La mini série de six épisode pour une seule saison provoque un suspens immédiat, pas d'autre choix. Tourné dans un pays de l'Est, la mise en scène semble soviétique des années 80, ce qui est fort sympathique d'un véritable retour en arrière du temps du mur de Berlin. L'histoire est parfaitement respectée, la mise en scène grandiose, sobre, on oscille entre du Tarkovsky et cette mièvre propagande des films soviétiques d'une époque révolue qui n'était pas si mauvaise ; la paix sociale, le silence, l'ennui de vivre, la corruption abrutie et lourdote. "Chernobyl" est la confrontation violente avec un monde meilleur dont cette catastrophe est le fruit de l'orgueil du seul responsable initial, Anatoly Dyatlov (Paul Ritter), le vice-ingénieur en chef de la centrale nucléaire de Tchernobyl la nuit de la catastrophe, le 26 avril 1986. Il imposa l'arrêt de toutes les alertes de sécurité dans l'expérimentation de cette centrale dans des tests contre une attaque américaine des centrales nucléaires soviétiques. Il avait perdu son fils par des des rayonnements mortels, et il avait une revanche psychotique à prendre sur ce nucléaire.

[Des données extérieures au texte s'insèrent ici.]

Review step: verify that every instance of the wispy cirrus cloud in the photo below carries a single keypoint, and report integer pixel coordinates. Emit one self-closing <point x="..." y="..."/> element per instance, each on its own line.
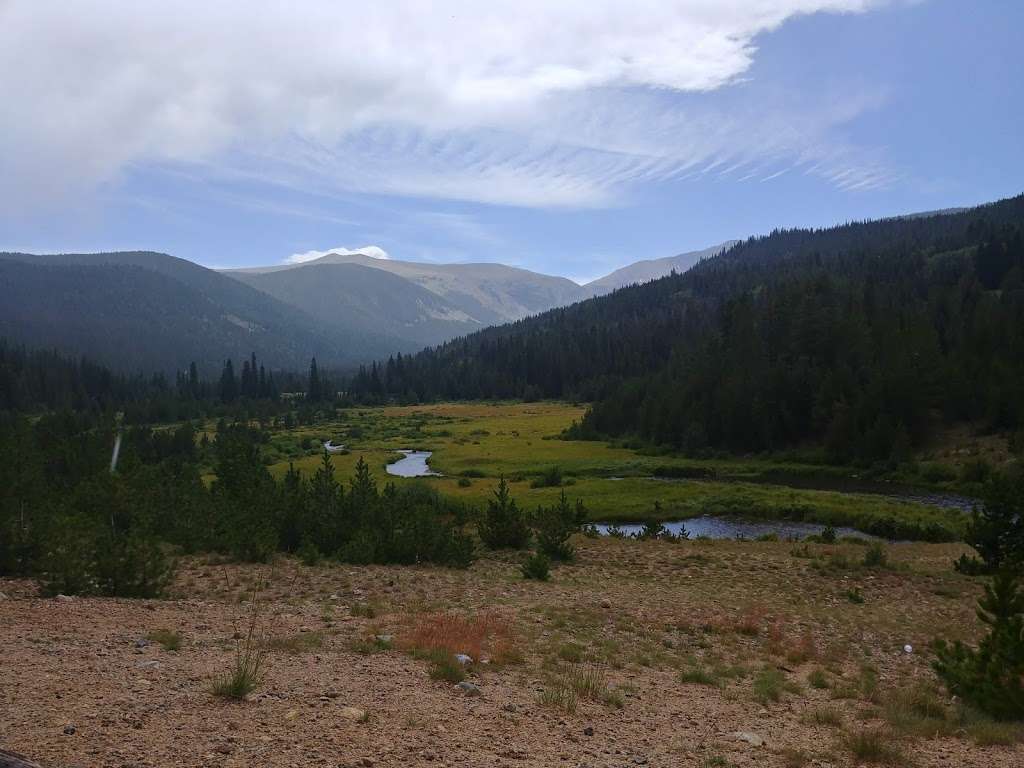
<point x="525" y="103"/>
<point x="374" y="252"/>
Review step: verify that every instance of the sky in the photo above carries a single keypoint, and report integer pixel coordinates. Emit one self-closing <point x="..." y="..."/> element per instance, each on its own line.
<point x="569" y="138"/>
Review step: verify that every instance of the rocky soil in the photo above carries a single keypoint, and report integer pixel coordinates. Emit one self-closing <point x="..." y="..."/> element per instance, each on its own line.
<point x="81" y="684"/>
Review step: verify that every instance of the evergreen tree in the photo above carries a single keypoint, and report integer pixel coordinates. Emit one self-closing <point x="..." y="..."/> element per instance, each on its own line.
<point x="504" y="524"/>
<point x="228" y="384"/>
<point x="314" y="392"/>
<point x="991" y="676"/>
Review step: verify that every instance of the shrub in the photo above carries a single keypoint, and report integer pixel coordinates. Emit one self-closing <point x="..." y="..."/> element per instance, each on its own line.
<point x="537" y="566"/>
<point x="916" y="710"/>
<point x="308" y="553"/>
<point x="504" y="524"/>
<point x="578" y="681"/>
<point x="445" y="667"/>
<point x="698" y="676"/>
<point x="452" y="634"/>
<point x="769" y="684"/>
<point x="989" y="677"/>
<point x="855" y="596"/>
<point x="250" y="654"/>
<point x="818" y="679"/>
<point x="829" y="716"/>
<point x="872" y="745"/>
<point x="614" y="531"/>
<point x="651" y="529"/>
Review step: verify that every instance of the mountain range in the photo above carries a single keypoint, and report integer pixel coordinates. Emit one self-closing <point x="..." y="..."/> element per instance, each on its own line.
<point x="142" y="310"/>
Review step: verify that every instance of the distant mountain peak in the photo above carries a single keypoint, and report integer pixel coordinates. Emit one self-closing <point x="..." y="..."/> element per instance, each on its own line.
<point x="648" y="269"/>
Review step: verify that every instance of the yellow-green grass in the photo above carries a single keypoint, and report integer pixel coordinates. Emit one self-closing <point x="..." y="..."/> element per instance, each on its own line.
<point x="482" y="441"/>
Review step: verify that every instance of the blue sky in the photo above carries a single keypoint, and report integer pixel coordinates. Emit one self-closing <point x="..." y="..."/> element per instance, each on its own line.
<point x="570" y="145"/>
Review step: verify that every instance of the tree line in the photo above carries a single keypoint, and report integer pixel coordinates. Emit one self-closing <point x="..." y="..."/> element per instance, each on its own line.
<point x="859" y="338"/>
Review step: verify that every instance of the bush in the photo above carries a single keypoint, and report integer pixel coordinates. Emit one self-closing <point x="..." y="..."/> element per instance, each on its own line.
<point x="445" y="667"/>
<point x="250" y="654"/>
<point x="537" y="566"/>
<point x="990" y="676"/>
<point x="504" y="524"/>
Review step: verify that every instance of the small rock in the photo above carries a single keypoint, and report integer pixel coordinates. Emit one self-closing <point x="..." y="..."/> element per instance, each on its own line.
<point x="751" y="738"/>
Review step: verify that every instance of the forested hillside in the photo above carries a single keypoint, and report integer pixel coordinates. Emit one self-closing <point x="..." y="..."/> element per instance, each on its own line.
<point x="859" y="337"/>
<point x="150" y="311"/>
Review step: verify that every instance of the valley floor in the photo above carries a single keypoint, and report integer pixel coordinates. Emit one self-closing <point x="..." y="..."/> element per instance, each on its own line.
<point x="685" y="645"/>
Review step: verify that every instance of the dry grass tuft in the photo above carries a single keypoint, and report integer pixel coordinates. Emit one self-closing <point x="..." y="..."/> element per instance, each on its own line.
<point x="486" y="635"/>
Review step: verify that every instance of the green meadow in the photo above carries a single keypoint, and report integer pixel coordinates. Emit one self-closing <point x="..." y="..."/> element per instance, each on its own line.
<point x="476" y="443"/>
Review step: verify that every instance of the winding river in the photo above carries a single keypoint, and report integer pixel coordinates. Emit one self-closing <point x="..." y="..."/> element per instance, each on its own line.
<point x="413" y="465"/>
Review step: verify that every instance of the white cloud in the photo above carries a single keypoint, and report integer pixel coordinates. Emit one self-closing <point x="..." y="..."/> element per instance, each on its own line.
<point x="374" y="252"/>
<point x="502" y="102"/>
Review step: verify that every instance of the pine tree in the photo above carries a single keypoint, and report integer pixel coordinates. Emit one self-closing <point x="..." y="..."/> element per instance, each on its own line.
<point x="991" y="676"/>
<point x="504" y="524"/>
<point x="228" y="384"/>
<point x="313" y="391"/>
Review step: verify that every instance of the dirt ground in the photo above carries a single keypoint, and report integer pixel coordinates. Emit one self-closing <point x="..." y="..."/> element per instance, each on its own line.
<point x="81" y="686"/>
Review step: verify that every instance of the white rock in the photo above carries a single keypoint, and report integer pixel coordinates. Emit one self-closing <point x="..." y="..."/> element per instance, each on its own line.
<point x="751" y="738"/>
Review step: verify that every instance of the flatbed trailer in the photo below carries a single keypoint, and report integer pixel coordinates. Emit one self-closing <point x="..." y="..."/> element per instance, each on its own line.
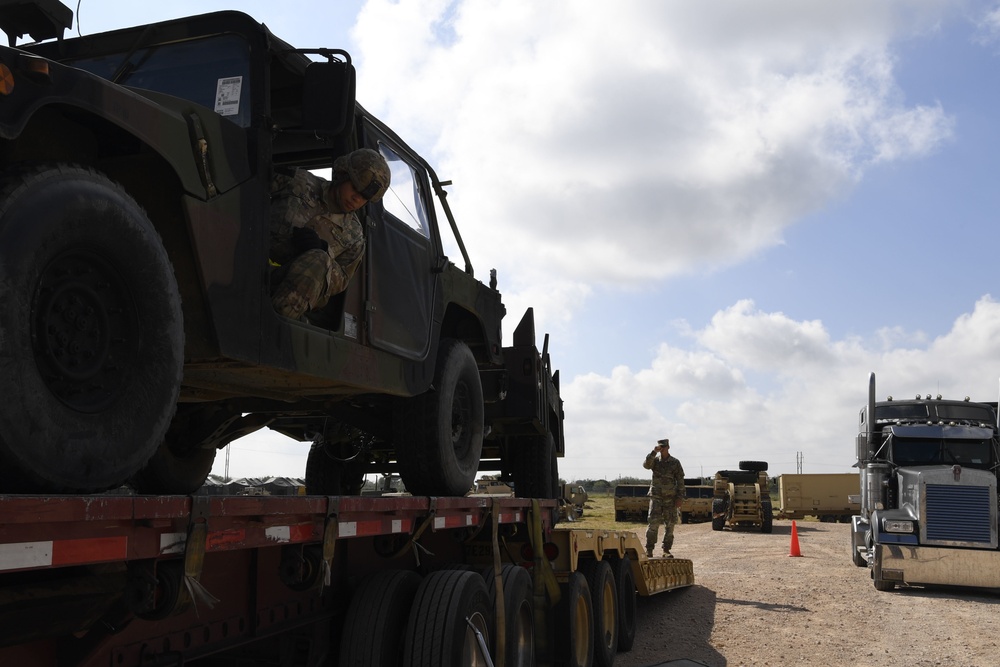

Tout commence par les confidences de Valery Legassov (Jared Harris) qui se pend (en 1988) juste après. Il est le rapporteur de la Commission gouvernementale chargée de la gestion de la catastrophe. Le retour vers le drame de l'accident de Tchernobyl commence dans ce premier épisode sobre. Dans le second épisode arrive Boris Shcherbina (Stellan Skarsgárd), vice-président du Conseil des ministres et chargé de vite régler ce qu'il croit n'être qu'un banal accident. En apprenant qu'il a déjà été exposé aux radiations et n'a plus que "5 ans à vivre avant de développer un cancer" par Legassov, il s'effondre et l'humain apparaît derrière l'orgueil de la Nomenklatura soviétique. Le désespoir du 3e épisode cache en réalité toute la souffrance que nous ne faisons que voir. Le tournant du passage dans notre souffrance de spectateur arrive avec le quatrième épisode. Anatoly Dyatlov est reconnu responsable enfin, pour l'histoire il est mort en décembre 1995, dernier miraculé de l'équipe en place. Il refusa toujours de reconnaître ses erreurs. Cela ne déséquilibre pas le récit de la série puisque l'enquête ne commença que bien plus tard. Les acteurs portent leurs souffrance contenues en nous, et la mini série est parfaitement équilibrée, à nous maintenant de vivre ce qui va suivre...
Le drame humain intéresse le réalisateur américain, et il aboutit à l'angoisse de devoir exister dans cet après Tchernobyl, maintenant en mai 2019, certes du devoir du souvenir, mais que le monde et toute vie humaine à jamais sera frappée par les conséquences insurmontables des radiations dont certaines durerons des millions d'années. À Tchernobyl, on a ouvert "l'endroit le plus dangereux de la planète pour toujours". L'effondrement en fin de vie du système soviétique n'est qu'une parenthèse, les radiations sont pour toujours. Un chef d'œuvre terrifiant, réel, incontournable, qu'on devrait montrer dans les écoles pour prendre conscience qu'on a déjà rendu un coin de terre mortel pour toute forme de vie. L'humain a fait un pas en enfer, il l'a apporté sur terre définitivement. Terrifiant.